Bostock Library was evacuated twice early Thursday afternoon after a fifth-floor air handling unit overheated and began emitting smoke.

No one was hurt in the incident, and no books or property were damaged, said Ashley Jackson, building manager for Perkins Library.

Phyllis Cooper, police major for the Duke University Police Department, added that nobody was ever in danger of being hurt.

Library workers said they smelled smoke in the basement of the building, which just opened in October 2005.

When the alarm went off the first time, Jackson said police and fire officials believed the smoke was coming from an electrical short in the elevator mechanical room.

After finding no fire, people were allowed to return into the building, Jackson said.

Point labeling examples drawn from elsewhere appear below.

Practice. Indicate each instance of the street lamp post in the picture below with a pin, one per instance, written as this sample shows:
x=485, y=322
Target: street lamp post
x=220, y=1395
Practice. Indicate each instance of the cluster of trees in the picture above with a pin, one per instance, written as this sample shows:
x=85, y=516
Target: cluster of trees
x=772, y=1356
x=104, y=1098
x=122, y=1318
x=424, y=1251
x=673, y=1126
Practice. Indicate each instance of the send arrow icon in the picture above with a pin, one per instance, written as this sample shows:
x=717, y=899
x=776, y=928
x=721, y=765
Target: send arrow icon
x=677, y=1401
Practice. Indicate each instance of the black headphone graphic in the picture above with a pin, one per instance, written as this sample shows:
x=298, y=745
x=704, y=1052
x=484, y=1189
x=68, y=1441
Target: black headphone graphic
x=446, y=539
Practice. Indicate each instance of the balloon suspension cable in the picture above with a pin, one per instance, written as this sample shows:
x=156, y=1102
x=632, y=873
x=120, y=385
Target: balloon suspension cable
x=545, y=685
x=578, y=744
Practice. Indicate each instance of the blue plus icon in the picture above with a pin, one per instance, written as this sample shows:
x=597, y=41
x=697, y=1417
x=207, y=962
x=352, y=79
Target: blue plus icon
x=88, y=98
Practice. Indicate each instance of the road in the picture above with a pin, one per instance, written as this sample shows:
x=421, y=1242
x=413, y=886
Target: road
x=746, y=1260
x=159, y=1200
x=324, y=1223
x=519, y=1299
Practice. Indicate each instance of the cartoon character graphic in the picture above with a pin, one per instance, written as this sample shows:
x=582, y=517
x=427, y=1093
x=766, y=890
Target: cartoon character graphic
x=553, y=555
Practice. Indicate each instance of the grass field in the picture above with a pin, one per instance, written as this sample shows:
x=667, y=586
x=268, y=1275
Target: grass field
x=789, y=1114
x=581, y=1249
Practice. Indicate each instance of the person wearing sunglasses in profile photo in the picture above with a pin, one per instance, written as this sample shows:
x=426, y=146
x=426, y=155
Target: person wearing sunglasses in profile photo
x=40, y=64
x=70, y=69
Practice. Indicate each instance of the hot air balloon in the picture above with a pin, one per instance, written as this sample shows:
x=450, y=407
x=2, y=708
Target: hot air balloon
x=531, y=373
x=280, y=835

Cooper said about 20 minutes later the smoke detector alarms were tripped for a second time.

After inspecting the building again, the source of the smoke was determined to be a belt in a fifth-floor air handling unit.

Smoke spread through the building in the airshafts and concentrated in the elevator electrical room in the basement.

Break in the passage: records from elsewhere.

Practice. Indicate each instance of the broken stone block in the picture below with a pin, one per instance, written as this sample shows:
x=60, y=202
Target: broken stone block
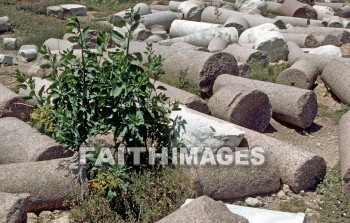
x=5, y=24
x=249, y=108
x=295, y=8
x=49, y=183
x=13, y=207
x=203, y=38
x=183, y=27
x=19, y=142
x=183, y=97
x=195, y=130
x=27, y=53
x=344, y=153
x=291, y=105
x=164, y=18
x=7, y=60
x=192, y=10
x=246, y=55
x=203, y=209
x=10, y=43
x=336, y=77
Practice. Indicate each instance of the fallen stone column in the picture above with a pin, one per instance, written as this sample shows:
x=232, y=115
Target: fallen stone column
x=49, y=183
x=301, y=74
x=183, y=27
x=217, y=45
x=272, y=7
x=294, y=21
x=191, y=10
x=249, y=108
x=342, y=34
x=159, y=7
x=328, y=40
x=336, y=22
x=164, y=18
x=5, y=24
x=142, y=8
x=247, y=55
x=303, y=40
x=202, y=67
x=344, y=152
x=193, y=129
x=291, y=105
x=336, y=77
x=298, y=168
x=344, y=12
x=239, y=23
x=12, y=106
x=220, y=16
x=266, y=38
x=297, y=9
x=13, y=207
x=183, y=97
x=19, y=142
x=174, y=5
x=203, y=38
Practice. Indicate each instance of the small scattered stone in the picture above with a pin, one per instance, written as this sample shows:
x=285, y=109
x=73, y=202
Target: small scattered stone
x=253, y=202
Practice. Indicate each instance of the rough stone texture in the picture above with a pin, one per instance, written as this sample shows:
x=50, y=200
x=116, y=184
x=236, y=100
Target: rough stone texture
x=142, y=8
x=344, y=152
x=192, y=10
x=5, y=24
x=49, y=183
x=164, y=18
x=203, y=38
x=59, y=44
x=335, y=21
x=12, y=106
x=336, y=77
x=303, y=40
x=183, y=97
x=9, y=43
x=328, y=50
x=342, y=34
x=249, y=108
x=266, y=38
x=27, y=53
x=13, y=207
x=195, y=130
x=295, y=54
x=7, y=60
x=183, y=27
x=295, y=8
x=301, y=74
x=66, y=10
x=202, y=67
x=248, y=5
x=217, y=45
x=292, y=105
x=203, y=209
x=214, y=15
x=246, y=55
x=328, y=40
x=19, y=142
x=239, y=23
x=294, y=21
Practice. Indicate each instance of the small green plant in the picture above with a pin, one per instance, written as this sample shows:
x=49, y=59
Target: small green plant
x=336, y=205
x=268, y=72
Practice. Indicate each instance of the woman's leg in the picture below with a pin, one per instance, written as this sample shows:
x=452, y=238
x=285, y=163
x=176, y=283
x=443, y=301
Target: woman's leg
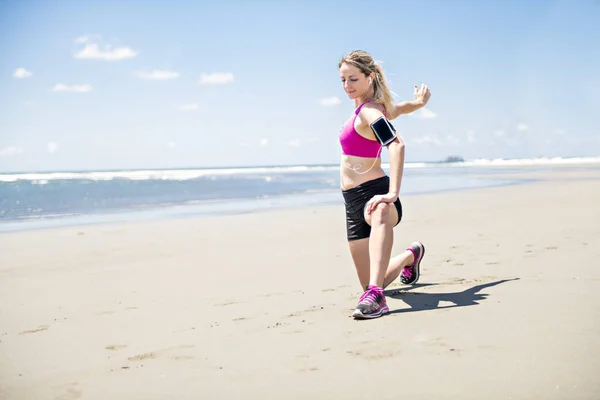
x=382, y=221
x=359, y=249
x=396, y=265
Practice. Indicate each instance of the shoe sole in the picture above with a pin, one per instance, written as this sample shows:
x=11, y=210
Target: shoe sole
x=358, y=315
x=417, y=268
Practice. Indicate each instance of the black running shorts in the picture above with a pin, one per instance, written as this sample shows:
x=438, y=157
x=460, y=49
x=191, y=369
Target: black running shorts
x=356, y=199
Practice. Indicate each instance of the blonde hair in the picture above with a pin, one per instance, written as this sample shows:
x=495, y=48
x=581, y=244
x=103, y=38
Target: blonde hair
x=365, y=63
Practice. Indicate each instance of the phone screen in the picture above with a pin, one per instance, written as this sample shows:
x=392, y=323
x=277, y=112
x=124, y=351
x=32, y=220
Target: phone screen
x=384, y=131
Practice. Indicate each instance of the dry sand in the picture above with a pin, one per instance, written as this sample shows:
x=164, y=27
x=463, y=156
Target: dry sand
x=257, y=306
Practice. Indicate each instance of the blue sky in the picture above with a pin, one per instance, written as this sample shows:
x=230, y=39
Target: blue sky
x=165, y=84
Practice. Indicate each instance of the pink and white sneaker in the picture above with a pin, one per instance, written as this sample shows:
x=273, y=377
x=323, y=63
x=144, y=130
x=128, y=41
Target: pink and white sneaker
x=410, y=274
x=371, y=304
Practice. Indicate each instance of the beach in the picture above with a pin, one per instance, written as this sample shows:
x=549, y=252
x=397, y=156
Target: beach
x=257, y=305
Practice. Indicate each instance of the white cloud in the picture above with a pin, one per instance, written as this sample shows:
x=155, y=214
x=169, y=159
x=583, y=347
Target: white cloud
x=157, y=74
x=22, y=73
x=94, y=51
x=424, y=113
x=427, y=140
x=10, y=151
x=61, y=87
x=452, y=139
x=216, y=78
x=330, y=101
x=188, y=107
x=86, y=38
x=471, y=136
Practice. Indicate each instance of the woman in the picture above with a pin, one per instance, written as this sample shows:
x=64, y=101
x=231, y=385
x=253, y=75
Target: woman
x=373, y=207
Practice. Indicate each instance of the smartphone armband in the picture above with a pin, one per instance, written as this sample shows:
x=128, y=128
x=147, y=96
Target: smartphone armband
x=384, y=131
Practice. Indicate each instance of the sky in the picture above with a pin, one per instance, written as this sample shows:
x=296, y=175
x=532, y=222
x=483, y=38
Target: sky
x=133, y=84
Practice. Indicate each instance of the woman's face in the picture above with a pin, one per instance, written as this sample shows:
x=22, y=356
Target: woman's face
x=354, y=81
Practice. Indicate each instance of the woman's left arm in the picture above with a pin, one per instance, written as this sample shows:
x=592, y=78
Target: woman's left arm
x=406, y=107
x=396, y=151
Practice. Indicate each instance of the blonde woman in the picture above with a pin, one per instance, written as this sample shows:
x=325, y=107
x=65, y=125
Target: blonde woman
x=373, y=206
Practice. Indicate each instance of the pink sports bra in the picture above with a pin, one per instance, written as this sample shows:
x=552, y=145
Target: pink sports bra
x=353, y=144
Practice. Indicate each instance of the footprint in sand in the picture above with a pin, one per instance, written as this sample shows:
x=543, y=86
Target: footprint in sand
x=69, y=391
x=39, y=329
x=115, y=347
x=376, y=352
x=145, y=356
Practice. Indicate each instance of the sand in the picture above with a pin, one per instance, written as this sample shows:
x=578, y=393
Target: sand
x=257, y=306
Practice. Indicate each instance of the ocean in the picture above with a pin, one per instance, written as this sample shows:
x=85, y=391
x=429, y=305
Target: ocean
x=50, y=199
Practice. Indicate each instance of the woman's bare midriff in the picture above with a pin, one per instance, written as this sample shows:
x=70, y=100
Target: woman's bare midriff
x=350, y=178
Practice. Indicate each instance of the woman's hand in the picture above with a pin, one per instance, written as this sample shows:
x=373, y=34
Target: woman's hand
x=380, y=198
x=422, y=95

Jackson said the belts in the units are not standard across campus and that this kind of event is rare.

The Durham Fire Department responded to the call with at least three fire trucks and about a dozen officers. Fire Department official T. W. Reams said the division was responding to a call for a construction fire.

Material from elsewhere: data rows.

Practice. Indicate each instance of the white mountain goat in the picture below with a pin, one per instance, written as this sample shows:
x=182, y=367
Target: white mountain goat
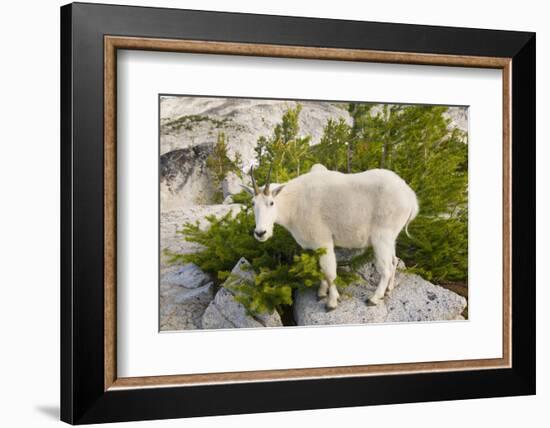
x=324, y=209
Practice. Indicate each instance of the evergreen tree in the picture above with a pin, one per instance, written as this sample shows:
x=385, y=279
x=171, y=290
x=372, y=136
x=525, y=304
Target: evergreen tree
x=416, y=143
x=219, y=164
x=284, y=151
x=334, y=151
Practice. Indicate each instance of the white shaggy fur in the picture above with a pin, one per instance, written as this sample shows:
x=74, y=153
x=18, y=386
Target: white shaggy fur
x=324, y=209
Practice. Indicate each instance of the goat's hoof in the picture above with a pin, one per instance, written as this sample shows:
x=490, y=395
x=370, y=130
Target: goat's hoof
x=373, y=301
x=331, y=307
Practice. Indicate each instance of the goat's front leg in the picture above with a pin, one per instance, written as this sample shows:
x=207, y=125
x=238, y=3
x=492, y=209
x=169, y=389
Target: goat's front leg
x=327, y=263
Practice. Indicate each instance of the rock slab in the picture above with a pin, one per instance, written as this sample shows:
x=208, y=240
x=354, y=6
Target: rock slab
x=412, y=299
x=185, y=292
x=225, y=312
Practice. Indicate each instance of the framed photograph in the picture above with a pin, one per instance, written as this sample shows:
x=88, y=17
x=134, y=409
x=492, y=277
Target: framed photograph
x=266, y=213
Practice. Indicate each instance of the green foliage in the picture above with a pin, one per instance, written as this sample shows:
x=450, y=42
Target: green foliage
x=188, y=122
x=219, y=164
x=281, y=266
x=288, y=154
x=414, y=141
x=334, y=149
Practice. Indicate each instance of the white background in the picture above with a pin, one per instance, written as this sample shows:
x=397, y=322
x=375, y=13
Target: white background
x=142, y=351
x=29, y=215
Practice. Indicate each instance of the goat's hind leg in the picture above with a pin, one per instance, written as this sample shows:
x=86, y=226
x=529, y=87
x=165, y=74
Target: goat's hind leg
x=384, y=262
x=323, y=289
x=391, y=283
x=327, y=263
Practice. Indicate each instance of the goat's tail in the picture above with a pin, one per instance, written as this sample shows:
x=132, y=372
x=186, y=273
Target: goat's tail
x=412, y=215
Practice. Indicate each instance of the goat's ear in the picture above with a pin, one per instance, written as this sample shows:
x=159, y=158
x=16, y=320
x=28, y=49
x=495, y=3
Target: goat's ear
x=249, y=190
x=276, y=191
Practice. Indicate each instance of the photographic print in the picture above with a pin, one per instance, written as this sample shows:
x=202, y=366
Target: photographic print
x=286, y=213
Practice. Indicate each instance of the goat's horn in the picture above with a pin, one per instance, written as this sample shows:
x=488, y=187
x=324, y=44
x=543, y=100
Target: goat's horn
x=256, y=188
x=268, y=179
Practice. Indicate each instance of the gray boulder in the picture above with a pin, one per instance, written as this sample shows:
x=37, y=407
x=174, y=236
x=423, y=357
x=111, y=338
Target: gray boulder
x=187, y=276
x=225, y=312
x=412, y=299
x=185, y=292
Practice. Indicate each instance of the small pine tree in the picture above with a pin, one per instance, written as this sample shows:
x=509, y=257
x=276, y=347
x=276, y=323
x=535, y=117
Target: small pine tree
x=219, y=164
x=416, y=143
x=334, y=151
x=285, y=152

"Normally Duke police come and check the building," Jackson said, noting that a large majority of fire alarms turn out to be false alarms. "Somehow the alarm was turned off, and [the belt] didn't get checked."

Cooper said officers first look on the fire panel to locate the area that is in trouble. Officials then check the area in question for the source of what triggered the fire alarm.

"There's a lot of times when the fire alarms will go off and they look and they can't find anything," Cooper said. "If there isn't any smoke or fire or anything obvious to show the officers what's going on, the fire department will clear."

The air handling units bring in fresh air and discharge stale air. Jackson said Bostock has four units and was designed to operate with one or two functioning units.

"The air doesn't circulate as quickly, but it does circulate and move," he said, adding that the broken unit should be fixed Friday.

Cindy Shurling, a second-year graduate student in the Nicholas School of Earth and Ocean Sciences, was one of about 75 people waiting outside for the building to reopen.

"I am a little bored," she said. "I imagine some people were working on things that were time-sensitive."

Lenore Ramm, an applications specialist for the Center for Instructional Technology, said she could smell the smoke in the stairwell.

Ramm, who was in a wheelchair, said she had to wait on the second floor for help before evacuating the building.

She was eventually evacuated with help from her CIT co-workers through a connection to Perkins Library.

"I wasn't really scared because Bostock is full of sprinklers," she said. "According to Fire Safety, nobody has ever died in a building with sprinklers. As long as I could see a sprinkler, I was probably in good shape."

"At least it's nice out," she added. "Better being evacuated when it's 70 degrees outside."